Friday, April 12, 2019

The Rev Dorothy Saucedo

Dorothy Saucedo is a friend, mentor, and colleague. Though she walked through the veil from this life to what awaits her on the other side, I cannot use passed tense. She was, is, and will always be friend, mentor, and colleague. Though I may not see her with my earthly eyes, I will see and hear her with other eyes and ears.

The Reverend Dorothy Saucedo’s and my life became woven together at Saint Augustine’s Episcopal Parish, Tempe, Arizona. Her mystical life intertwined the convergence of the Presence and the human. She was authentically her Self. She did not suffer the pretentious. She spoke truth to power; that Word often frightened the shit out of those who had the power. Marginalized by White culture as a woman of the Dine, she would not be silenced. Though some tried—her Strength made the episcopate cringe and she would not be ordained a priest in the Episcopal Church. Jesus wept. The church’s loss. The people suffered. Same old tired story. Nothing within the institution truly changes.

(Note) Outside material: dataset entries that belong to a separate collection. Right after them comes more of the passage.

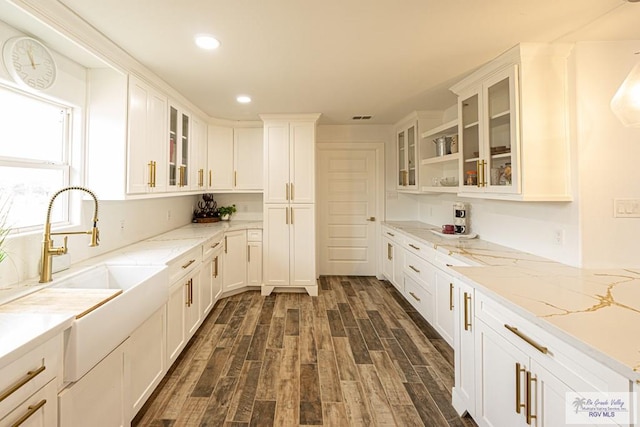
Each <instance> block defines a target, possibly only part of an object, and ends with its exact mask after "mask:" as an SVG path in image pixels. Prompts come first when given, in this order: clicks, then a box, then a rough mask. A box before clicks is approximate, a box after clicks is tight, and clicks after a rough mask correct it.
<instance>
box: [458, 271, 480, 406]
mask: <svg viewBox="0 0 640 427" xmlns="http://www.w3.org/2000/svg"><path fill="white" fill-rule="evenodd" d="M454 295H455V301H454V307H453V310H454V319H453V320H454V334H453V353H454V375H455V384H454V387H453V390H452V404H453V407H454V408H455V410H456V411H457V412H458V413H459V414H460V415H462V414H464V413H465V412H468V413H469V415H471V416H472V417H474V418H475V404H476V395H475V393H476V392H475V354H476V350H475V338H474V332H475V328H476V325H475V322H474V317H473V316H474V312H475V309H474V301H475V297H474V289H473V288H472V287H471V286H469V285H467V284H466V283H464V282H461V281H459V280H456V281H455V282H454Z"/></svg>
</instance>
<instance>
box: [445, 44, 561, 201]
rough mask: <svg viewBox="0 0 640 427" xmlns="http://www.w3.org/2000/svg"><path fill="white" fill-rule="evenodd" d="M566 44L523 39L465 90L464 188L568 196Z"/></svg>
mask: <svg viewBox="0 0 640 427" xmlns="http://www.w3.org/2000/svg"><path fill="white" fill-rule="evenodd" d="M568 54H569V48H568V46H567V45H549V44H537V43H536V44H533V43H526V44H520V45H518V46H516V47H515V48H513V49H511V50H509V51H507V52H506V53H504V54H503V55H501V56H500V57H498V58H497V59H496V60H494V61H492V62H491V63H489V64H487V65H485V66H484V67H482V68H481V69H479V70H478V71H476V72H475V73H473V74H472V75H471V76H469V77H467V78H466V79H465V80H463V81H462V82H460V83H458V84H457V85H455V86H454V87H452V88H451V90H452V91H453V92H454V93H456V94H457V95H458V114H459V117H460V122H459V134H460V145H461V153H462V155H461V157H460V195H462V196H468V197H483V198H495V199H506V200H521V201H568V200H571V193H570V187H569V177H570V170H569V166H570V164H569V158H568V147H569V141H568V136H567V134H568V132H567V129H568V123H567V119H566V117H567V105H566V91H567V87H566V67H567V66H566V62H567V56H568Z"/></svg>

But Dorothy didn’t need to be ordained to be her Self. She is Priest. Her life exudes the Presence and the Real. Dorothy’s experience of the Presence, the divine, the Spirit, was her own; a beautiful mystical marriage of her ancient People’s religious practice and the christian (that is not a typo). She didn’t force either into the structure of the other; they simply co-existed as oneness in the eternal Flow; she is the conduit. Had you not experienced the divine, she would introduce you to the Presence of the Real with a warm smile, gentle laugh, a gracious embrace, a story, her mystical prayers, and sage; lots of smoke, feathers, and a dance with Spirit. To know Dorothy, was to become intimate with divinity.

With such a mystical relationship, though, comes the Reality of Lightness and Darkness; one cannot exist without the other. And Dorothy experienced them both—she knew the Light, she knew suffering; thus, she became the Light her Self. She cared for the marginalized, the disabled, the outcast. She had experienced that grief in her own life and could teach others how to carry such loss with grace—ever the mystical teacher.

Those who know Dorothy will grieve her earthly death in their own way. Tears will be shed. Stories will be told. An exchange of forever transmuted lives will be passed from hand to hand like the bread and wine Deacon Dorothy served with her Holy soul to our hungry hearts. We love you Dorothy and we will miss your power hugs; keep teaching—those who have eyes will see and ears will hear.